Most of the abusers went to outpatient programs.

Counties had less success in treating patients with severe addictions, whose abuse was complicated by mental illness or disability, or who were homeless, according to the study by researchers at UCLA's Neuropsychiatric Institute.

Still, counties' progress in implementing the voter mandate, and the creative strategies they are using, are "encouraging," the study's lead author, Yih-Ing Hser, said in a prepared statement.

Hser is an investigator with the Institute's Integrated Substance Abuse Programs.

The study found that those diverted from the criminal justice system into treatment programs tended to be male first-time offenders with full-time jobs. Most used methamphetamine and marijuana, while heroin users and injection-drug users were less likely to participate in treatment programs.

The study found significant variation in how counties are complying with the voter mandate.

San Francisco requires no urine tests. At the other extreme, Sacramento County has random urine testing both by treatment programs and its probation department. The other three counties leave it up to treatment programs to do testing.

The counties also vary on providing methadone treatment for patients.
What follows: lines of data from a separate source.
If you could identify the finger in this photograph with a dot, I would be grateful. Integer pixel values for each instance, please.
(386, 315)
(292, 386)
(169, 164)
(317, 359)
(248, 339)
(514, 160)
http://www.latimes.com/news/printedition/california/la-me-drug14oct14235630,1,3096373.story?coll=la-headlines-pe-california



and if you want to know WHY this is such a strong story, I think Newsweek summed it up best:

quote:
The fall of a moralist is always a great American spectacle. The Elmer Gantry story—the righteous preacher who turns out to be a letch and a boozer—has a special resonance in a nation that postures as morally superior but enjoys sin. Nothing entertains (or instructs in the essentials of human nature) like hypocrisy on a grand scale. When Bill Bennett, best-selling author of “The Book of Virtues,” was outed as a compulsive gambler, and evangelist Jim Bakker was caught embezzling from his Praise the Lord empire, the lamentations of the true believers were drowned out by the snickers of the knowing.
And that is why this is so riveting. Because the dreaded "liberal" and Clinton don't go around posturing about their moral superiority. While the godly conservatives routinely like to present themselves as beyond any sin and temptation and above what they refer to as moral relativism. It seems we're all human after all, eh? Both us conservatives and those immoral treasonous "liberals".

And if this pisses off some of you true beleivers out there. Good. as has been posted above, I'm sure Limbaugh himself would be at the forefront riduculing and moralizing had it been say Michael Moore or Tim Robbins with this problem. If you can't admit that this is true then you truly are a deluded "dittohead". Maybe this is the wake up call to embrace what I originally said in this thread, true "compassionate conservatism" instead of just lip service to it while continuing on on your merry way of self-righteous *#$@*&.

"OH GOD!!!! THE LIBERALS ARE ON THE ATTACK!!!!! THE LIBERAL MEDIA!!!! I TOLD YOU SO!!!!!! :lol: :lol: :lol:

And just continue to tell yourselves that Rush doesn't have it coming to him.